Format as a table: Package | Safe | Reason"""
        }]
    )
    return response.content[0].text

False Positives to Watch For

The static import scanner misses several legitimate patterns. Tell Claude about these when asking for removal advice:

Claude will flag these as Maybe with an explanation when you provide the project description.

CI Integration

# .github/workflows/dep-analysis.yml
name: Dependency Analysis

on:
  pull_request:
    paths:
      - 'package.json'
      - 'requirements.txt'
      - 'go.mod'
      - 'pyproject.toml'

jobs:
  analyze:
    runs-on: ubuntu-latest
    steps:
      - uses: actions/checkout@v4

      - name: Run dependency analysis
        env:
          ANTHROPIC_API_KEY: ${{ secrets.ANTHROPIC_API_KEY }}
        run: |
          pip install pipdeptree anthropic
          python3 scripts/analyze_deps.py \
            --check-circular \
            --check-unused \
            > /tmp/dep_report.md

      - name: Post analysis as PR comment
        uses: actions/github-script@v7
        with:
          script: |
            const fs = require('fs');
            const report = fs.readFileSync('/tmp/dep_report.md', 'utf8');
            github.rest.issues.createComment({
              issue_number: context.issue.number,
              owner: context.repo.owner,
              repo: context.repo.repo,
              body: `## Dependency Analysis\n\n${report}`
            });

Caching Graph Data Between Runs

Regenerating the full dependency graph on every CI run is slow.

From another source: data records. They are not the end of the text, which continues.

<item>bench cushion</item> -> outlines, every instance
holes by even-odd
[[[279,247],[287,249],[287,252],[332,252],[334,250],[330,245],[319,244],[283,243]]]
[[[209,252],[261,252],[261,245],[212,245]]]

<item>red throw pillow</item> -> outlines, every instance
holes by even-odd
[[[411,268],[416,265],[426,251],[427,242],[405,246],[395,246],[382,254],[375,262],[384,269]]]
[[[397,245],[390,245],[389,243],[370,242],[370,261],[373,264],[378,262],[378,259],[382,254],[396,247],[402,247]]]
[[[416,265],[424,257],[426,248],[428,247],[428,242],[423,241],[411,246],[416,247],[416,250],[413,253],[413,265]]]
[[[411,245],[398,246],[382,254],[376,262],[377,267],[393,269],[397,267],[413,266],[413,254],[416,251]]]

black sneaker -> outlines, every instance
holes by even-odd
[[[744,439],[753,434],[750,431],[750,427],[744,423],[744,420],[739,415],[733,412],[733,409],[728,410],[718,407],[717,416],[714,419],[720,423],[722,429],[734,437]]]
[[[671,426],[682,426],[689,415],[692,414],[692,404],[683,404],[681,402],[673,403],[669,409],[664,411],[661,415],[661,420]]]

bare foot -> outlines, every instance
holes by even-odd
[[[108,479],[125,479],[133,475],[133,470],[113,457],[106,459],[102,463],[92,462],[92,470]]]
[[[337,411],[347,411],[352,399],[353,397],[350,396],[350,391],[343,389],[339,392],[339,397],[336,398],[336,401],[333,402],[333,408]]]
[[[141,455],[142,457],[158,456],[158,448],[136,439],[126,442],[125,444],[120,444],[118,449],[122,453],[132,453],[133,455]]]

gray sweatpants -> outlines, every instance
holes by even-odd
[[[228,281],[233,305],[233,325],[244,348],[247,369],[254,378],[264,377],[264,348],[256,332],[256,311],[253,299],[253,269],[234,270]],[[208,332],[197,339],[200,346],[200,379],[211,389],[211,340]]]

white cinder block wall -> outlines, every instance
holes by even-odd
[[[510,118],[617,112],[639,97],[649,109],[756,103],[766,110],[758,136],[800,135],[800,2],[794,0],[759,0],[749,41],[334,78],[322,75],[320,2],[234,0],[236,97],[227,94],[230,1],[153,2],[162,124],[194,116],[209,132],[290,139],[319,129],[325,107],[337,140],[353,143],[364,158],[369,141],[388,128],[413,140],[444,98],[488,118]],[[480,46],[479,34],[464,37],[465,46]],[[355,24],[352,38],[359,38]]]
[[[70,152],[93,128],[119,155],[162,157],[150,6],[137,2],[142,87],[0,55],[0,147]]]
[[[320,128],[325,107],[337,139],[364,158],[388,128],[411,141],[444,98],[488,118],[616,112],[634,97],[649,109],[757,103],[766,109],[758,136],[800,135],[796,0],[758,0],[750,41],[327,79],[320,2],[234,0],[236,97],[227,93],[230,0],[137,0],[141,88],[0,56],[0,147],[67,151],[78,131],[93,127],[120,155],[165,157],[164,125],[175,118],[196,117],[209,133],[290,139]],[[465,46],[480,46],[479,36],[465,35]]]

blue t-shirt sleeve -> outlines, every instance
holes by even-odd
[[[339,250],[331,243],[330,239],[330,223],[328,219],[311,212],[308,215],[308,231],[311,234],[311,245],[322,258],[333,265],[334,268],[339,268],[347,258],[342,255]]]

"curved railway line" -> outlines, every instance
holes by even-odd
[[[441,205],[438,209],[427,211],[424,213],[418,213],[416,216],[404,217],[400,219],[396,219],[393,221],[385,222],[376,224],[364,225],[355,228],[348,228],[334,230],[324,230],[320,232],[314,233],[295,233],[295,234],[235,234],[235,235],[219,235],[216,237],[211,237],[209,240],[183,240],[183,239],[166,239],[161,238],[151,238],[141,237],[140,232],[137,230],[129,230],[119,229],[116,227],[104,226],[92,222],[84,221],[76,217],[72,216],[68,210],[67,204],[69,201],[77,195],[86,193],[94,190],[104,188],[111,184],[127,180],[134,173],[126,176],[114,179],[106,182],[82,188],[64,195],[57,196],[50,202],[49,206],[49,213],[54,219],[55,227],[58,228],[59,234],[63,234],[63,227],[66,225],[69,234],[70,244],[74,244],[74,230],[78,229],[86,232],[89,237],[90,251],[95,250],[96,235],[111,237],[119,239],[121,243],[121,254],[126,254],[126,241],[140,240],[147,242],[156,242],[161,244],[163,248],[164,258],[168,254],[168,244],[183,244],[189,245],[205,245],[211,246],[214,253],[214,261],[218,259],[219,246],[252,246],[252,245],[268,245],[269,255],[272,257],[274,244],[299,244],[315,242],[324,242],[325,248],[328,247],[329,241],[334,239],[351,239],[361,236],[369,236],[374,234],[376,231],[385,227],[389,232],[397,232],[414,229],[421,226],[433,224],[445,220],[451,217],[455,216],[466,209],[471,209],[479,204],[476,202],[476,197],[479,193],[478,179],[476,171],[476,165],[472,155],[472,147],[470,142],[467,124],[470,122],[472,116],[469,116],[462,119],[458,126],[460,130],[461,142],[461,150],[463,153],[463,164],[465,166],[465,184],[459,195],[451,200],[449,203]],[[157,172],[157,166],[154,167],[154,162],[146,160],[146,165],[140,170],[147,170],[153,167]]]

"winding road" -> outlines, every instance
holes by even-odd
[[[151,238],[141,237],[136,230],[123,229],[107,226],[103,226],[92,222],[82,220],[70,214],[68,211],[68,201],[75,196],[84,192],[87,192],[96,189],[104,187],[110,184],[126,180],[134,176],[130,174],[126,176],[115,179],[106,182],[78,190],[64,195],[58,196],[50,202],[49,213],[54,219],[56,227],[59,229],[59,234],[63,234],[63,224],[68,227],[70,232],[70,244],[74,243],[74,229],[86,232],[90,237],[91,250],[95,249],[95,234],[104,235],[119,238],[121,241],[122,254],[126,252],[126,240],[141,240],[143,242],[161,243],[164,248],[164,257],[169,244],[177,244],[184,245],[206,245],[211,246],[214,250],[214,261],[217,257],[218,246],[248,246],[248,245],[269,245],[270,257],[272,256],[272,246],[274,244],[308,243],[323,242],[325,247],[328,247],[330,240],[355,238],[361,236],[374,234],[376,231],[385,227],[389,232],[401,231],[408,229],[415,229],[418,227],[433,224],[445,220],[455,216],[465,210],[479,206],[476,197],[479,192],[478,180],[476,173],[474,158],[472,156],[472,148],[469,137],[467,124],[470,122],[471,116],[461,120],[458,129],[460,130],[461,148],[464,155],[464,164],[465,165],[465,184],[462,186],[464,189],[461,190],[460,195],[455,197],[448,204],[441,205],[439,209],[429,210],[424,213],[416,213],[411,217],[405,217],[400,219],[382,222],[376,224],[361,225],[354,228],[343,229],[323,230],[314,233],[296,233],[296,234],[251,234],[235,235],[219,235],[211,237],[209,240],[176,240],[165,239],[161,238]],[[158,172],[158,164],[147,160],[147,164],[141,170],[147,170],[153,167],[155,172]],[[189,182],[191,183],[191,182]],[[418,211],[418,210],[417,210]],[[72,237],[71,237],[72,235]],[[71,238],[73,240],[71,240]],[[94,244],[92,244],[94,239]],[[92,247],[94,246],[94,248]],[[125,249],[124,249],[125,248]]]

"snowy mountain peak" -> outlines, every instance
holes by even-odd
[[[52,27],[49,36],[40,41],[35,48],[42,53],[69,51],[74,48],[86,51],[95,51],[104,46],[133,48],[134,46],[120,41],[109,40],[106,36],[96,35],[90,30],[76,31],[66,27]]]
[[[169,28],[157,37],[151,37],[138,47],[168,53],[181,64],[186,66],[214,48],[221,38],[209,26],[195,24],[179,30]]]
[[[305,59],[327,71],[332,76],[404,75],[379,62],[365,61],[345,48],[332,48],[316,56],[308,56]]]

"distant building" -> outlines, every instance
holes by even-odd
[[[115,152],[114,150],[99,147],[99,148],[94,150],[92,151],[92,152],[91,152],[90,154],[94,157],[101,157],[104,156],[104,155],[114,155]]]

Cache it using the lock file as a cache key:

- name: Cache dependency graph
  uses: actions/cache@v4
  with:
    path: /tmp/dep-graph.json
    key: dep-graph-${{ hashFiles('**/package-lock.json', '**/requirements.txt', '**/go.sum') }}

- name: Build graph if not cached
  run: |
    if [ ! -f /tmp/dep-graph.json ]; then
      python3 scripts/build_graph.py > /tmp/dep-graph.json
    fi

This reduces CI time by 60-80% on large monorepos where the dependency structure changes infrequently.

Tool Comparison

Tool Circular Deps Vuln Analysis Upgrade Impact AI Explanation
Claude (API) Via graph + AI Full blast radius Semantic analysis Yes
Snyk No Yes Limited No
FOSSA Basic Yes No No
Depcheck (npm) No No No No
pipdeptree Detects only No No No

The AI-powered approach is the only one that combines detection with reasoning about impact and prioritization.